While many would say “Good Riddance” to traditional movie games as companies focus on games the public can ignore entirely, is there still a place for a good movie game produce in the traditional way? I think so, but if handled in the right way, like this fall’s Lego Marvel’s The Avengers, the first video game of any kind where you can play the events of 2012’s The Avengers and its sequel. As opposed to rushing the game out in time for May, something they more than likely could have accomplished, the development team at TT Games chose to release the game in the fall of the same year to focus on making it a better game because the Marvel brand is strong enough that people excited for any type of Age of Ultron game will be willing to wait for it. The Lego group of games have been very good with selecting licenses with legs that people are willing to wait for, with the only game ever released at the same time as a major film being 2011’s Lego Pirates of the Caribbean.
If Marvel’s interactive division learned anything from how Sega handled their properties until 2011, it’s that rushing a game to meet an impossible deadline is hardly ever a good idea. I don’t think a game starring Captain America or Iron Man would’ve been that good of a decision leading up to The Avengers, but after the fact? They’re characters that are a license to print money. If Batman: Arkham Knight is any indication, if fans love a character they will patiently wait for a game starring that character to be ready and right now there’s arguably no characters more beloved in the entertainment industry than Marvel’s super hero theme. They could’ve made a Winter Soldier game, or a Guardians of the Galaxy game, they just needed to put them out when they were ready and fans would be okay with that.

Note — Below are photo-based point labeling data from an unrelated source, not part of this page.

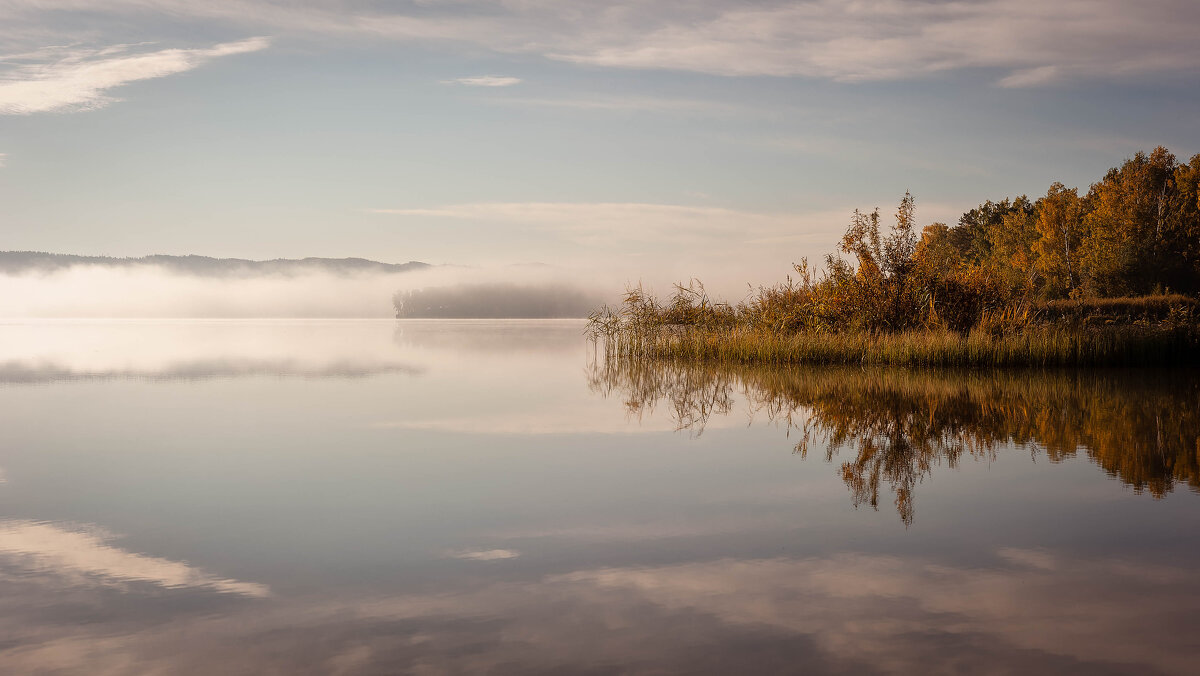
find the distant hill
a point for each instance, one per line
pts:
(18, 262)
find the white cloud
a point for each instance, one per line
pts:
(484, 81)
(79, 79)
(79, 556)
(1026, 42)
(595, 222)
(486, 555)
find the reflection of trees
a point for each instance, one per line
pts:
(1143, 428)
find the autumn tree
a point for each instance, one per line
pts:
(1059, 225)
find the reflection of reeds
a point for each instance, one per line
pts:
(1140, 426)
(1035, 346)
(1107, 331)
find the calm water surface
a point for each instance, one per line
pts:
(382, 497)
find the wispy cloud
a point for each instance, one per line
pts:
(485, 555)
(78, 556)
(484, 81)
(619, 222)
(79, 79)
(1025, 42)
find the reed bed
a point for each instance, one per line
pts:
(1032, 346)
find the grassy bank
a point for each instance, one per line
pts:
(1119, 331)
(1036, 346)
(1060, 281)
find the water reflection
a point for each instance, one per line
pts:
(1141, 426)
(1029, 611)
(495, 515)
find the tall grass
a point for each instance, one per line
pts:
(690, 327)
(1038, 346)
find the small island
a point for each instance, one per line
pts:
(1107, 277)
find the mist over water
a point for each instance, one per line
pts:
(93, 291)
(199, 496)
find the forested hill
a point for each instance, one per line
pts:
(18, 262)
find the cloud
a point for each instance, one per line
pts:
(1025, 42)
(845, 614)
(600, 222)
(84, 555)
(79, 79)
(484, 81)
(486, 555)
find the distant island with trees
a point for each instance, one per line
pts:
(495, 301)
(1110, 276)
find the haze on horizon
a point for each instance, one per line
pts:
(624, 142)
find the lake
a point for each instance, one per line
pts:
(461, 496)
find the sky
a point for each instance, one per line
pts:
(631, 139)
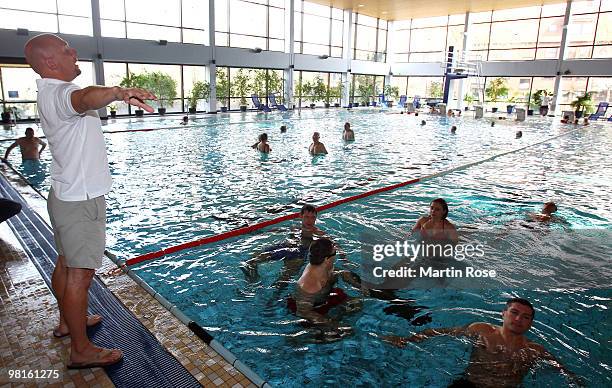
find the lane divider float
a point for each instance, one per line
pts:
(261, 225)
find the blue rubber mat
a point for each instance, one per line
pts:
(146, 363)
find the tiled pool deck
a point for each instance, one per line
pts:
(29, 313)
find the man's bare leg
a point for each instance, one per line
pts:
(74, 309)
(58, 283)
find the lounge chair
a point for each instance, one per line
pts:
(259, 105)
(601, 111)
(280, 107)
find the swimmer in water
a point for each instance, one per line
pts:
(316, 285)
(501, 355)
(348, 134)
(28, 146)
(316, 147)
(262, 144)
(546, 215)
(292, 252)
(435, 226)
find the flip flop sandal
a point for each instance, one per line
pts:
(97, 363)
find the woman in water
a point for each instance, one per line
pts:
(262, 145)
(435, 226)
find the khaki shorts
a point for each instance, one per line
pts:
(79, 229)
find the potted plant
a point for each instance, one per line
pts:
(319, 90)
(308, 91)
(536, 100)
(469, 99)
(258, 84)
(222, 88)
(510, 107)
(336, 91)
(241, 88)
(164, 87)
(200, 90)
(497, 89)
(582, 105)
(113, 110)
(391, 94)
(365, 90)
(274, 84)
(6, 114)
(132, 80)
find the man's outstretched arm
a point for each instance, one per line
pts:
(96, 97)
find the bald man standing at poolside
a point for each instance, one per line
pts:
(80, 177)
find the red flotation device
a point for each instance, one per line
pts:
(336, 297)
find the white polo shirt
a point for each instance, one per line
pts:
(79, 169)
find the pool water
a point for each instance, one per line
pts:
(176, 185)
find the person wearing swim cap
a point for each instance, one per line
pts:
(262, 144)
(316, 147)
(546, 215)
(348, 134)
(435, 226)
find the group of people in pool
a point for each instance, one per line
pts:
(501, 356)
(566, 120)
(315, 148)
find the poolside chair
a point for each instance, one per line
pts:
(280, 107)
(402, 101)
(601, 111)
(259, 105)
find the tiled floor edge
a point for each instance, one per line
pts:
(193, 326)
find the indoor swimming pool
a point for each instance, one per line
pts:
(179, 184)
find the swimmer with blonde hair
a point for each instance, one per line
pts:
(348, 134)
(316, 147)
(262, 144)
(546, 214)
(435, 226)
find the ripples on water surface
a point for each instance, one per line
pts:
(176, 185)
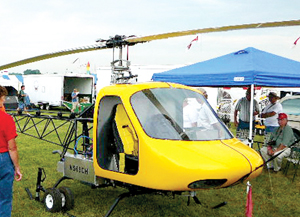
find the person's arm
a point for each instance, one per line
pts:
(280, 147)
(13, 152)
(235, 118)
(268, 114)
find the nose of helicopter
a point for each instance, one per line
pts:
(206, 164)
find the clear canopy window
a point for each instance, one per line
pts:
(177, 114)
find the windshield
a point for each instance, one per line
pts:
(291, 106)
(177, 114)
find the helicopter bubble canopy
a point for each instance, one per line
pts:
(177, 114)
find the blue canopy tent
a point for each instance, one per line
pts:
(242, 68)
(247, 67)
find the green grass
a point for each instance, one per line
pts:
(273, 194)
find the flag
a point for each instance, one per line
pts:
(296, 41)
(75, 60)
(249, 205)
(195, 39)
(88, 68)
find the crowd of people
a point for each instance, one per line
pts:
(280, 134)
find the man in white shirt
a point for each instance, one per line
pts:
(270, 113)
(190, 115)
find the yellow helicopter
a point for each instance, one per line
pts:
(141, 140)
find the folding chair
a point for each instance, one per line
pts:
(294, 159)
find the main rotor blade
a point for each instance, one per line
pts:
(216, 29)
(52, 55)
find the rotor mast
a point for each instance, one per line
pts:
(120, 68)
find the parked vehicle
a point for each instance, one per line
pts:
(50, 90)
(12, 85)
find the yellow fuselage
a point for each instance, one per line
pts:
(175, 164)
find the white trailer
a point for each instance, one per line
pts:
(49, 90)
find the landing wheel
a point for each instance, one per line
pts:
(68, 200)
(53, 200)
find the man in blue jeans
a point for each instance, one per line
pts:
(9, 163)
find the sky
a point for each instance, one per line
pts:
(31, 28)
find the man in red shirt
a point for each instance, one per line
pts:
(3, 94)
(9, 162)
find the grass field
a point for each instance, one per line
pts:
(273, 194)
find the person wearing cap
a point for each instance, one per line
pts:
(280, 141)
(205, 118)
(3, 94)
(9, 159)
(270, 113)
(21, 98)
(75, 100)
(243, 108)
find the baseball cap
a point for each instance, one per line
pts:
(282, 116)
(272, 94)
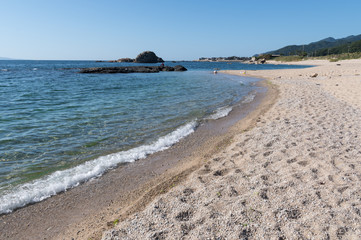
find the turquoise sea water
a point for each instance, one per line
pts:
(59, 128)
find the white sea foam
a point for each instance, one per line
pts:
(249, 98)
(59, 181)
(220, 112)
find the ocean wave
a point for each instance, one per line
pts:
(249, 98)
(60, 181)
(220, 113)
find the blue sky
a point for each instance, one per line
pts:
(175, 30)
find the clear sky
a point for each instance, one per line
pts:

There have been some great movie games like Sunsoft and Konami’s Batman games and the early Activision Spider-Man games, but those are the rare exceptions when it comes to movie titles. That doesn’t mean though that movie titles are a bad idea as there’s special about picking up a controller and playing scenes from your favourite film, but like a game based on a wholly original creation, they need to be ready to go before they’re released. Mobile games have made it so companies can shovel out cheap games to make a few bucks and cash in on a license and this spares us from paying for some pretty bad games, but we also are missing out on the next Butcher Bay or Batman Returns.